Friday, 18 October 2013

The Best and the Brightest

What The Fool Says in His Folly

The more the secularist investigates the universe by-his-lights, the more he is driven to meaninglessness.  Not despair necessarily.  Some optimistic secularists relish in the meaninglessness of the universe (or so they say) as a backdrop to their own glory.  "Sure all is meaningless; there is no point to any of it--but I choose to deny it; I refuse to bow to it.  I am like the titans of old.  I choose to live heroically, as if there is meaning in it all.  I shake my fist at the storm of  meaningless fate and declare my own grandeur."

Noble stuff.  Pathetic and useless, of course, but nevertheless a powerful testimony to the traitor in the room.  Human nature just cannot live consistently with itself when it propounds a secular, atheistic and materialistic world. 

Bertrand Russell, one of the more celebrated atheists in the middle decades of the previous century, painted graphically and realistically the materialist world-view:

Such, in outline, but even more purposeless, more void of meaning, is the world which Science presents for our belief.  Amid such a world, if anywhere, our ideals must find a home.  That man is the product of causes which had no prevision of the end they were achieving; that his origin, his growth, his hopes and fears, his loves and his beliefs, are but the outcome of accidental collocations of atoms; that no fire, no heroism, no intensity of thought and feeling, can preserve an individual life beyond the grave; that all the labours of the ages, all the devotion, all the inspirations, all the noonday brightness of human genius, are destined to extinction in the vast death of the solar system, and that the whole temple of Man's achievement must inevitably be buried beneath the debris of a universe in ruins--all these things, if not quite beyond dispute, are yet so nearly certain, that no philosophy which rejects them can hope to stand.  Only within the scaffolding of these truths, only on the firm foundation of unyielding despair, can the soul's habitation henceforth be safely built. [Cited by Leon Lederman, The God Particle: If the Universe is the Answer, What is the Question (New York: Mariner/Houghton Mifflin Company, 2006), p. 409.]
Now, of course, Russell was sufficiently myopic that he never faced up to the paradoxical element in his last sentence.  The "scaffolding of these truths" serves to be a vicious contradiction, if the world Russell describes is actually true.  In a meaningless world to speak of truths and ideals is a contradiction in terms.  Moreover, the very fact that Russell seeks to describe such a world meaningfully and draw forth its implications for human living (". . . can the soul's habitation henceforth be safely built") is evidence that Russell's world is not true.  If Russell's world were true, he could never describe it, nor reason about it.
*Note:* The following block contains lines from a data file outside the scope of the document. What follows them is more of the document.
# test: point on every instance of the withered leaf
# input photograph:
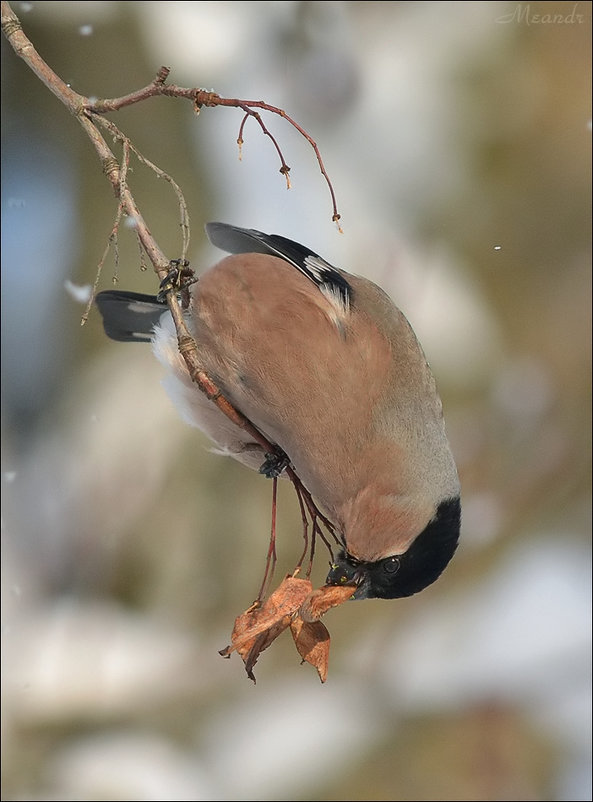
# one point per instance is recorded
(258, 627)
(311, 639)
(319, 601)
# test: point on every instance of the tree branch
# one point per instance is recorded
(88, 112)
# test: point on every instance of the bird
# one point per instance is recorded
(329, 370)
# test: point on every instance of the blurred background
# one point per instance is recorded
(457, 137)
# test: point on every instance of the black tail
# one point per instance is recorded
(129, 316)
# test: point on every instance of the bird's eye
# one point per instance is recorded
(391, 566)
If he can describe it, and reason about it, his world-view cannot possibly be true. 

Behold the folly and blindness of the modern secularist.  He is a walking, living, breathing, talking, and reasoning contradiction in terms.  Truly does the Scripture testify concerning us: the fool hath said in his heart there is no God.  (Psalm 14:1; 53:1).  And so we all languish, as the poet says:

Long my imprisoned spirit lay,
Fast bound in sin and nature’s night; . . .

unless and until . . .

Thine eye diffused a quickening ray—
I woke, the dungeon flamed with light;
My chains fell off, my heart was free,
I rose, went forth, and followed Thee.
To the merciful and generous and gracious God, be glory forever and ever.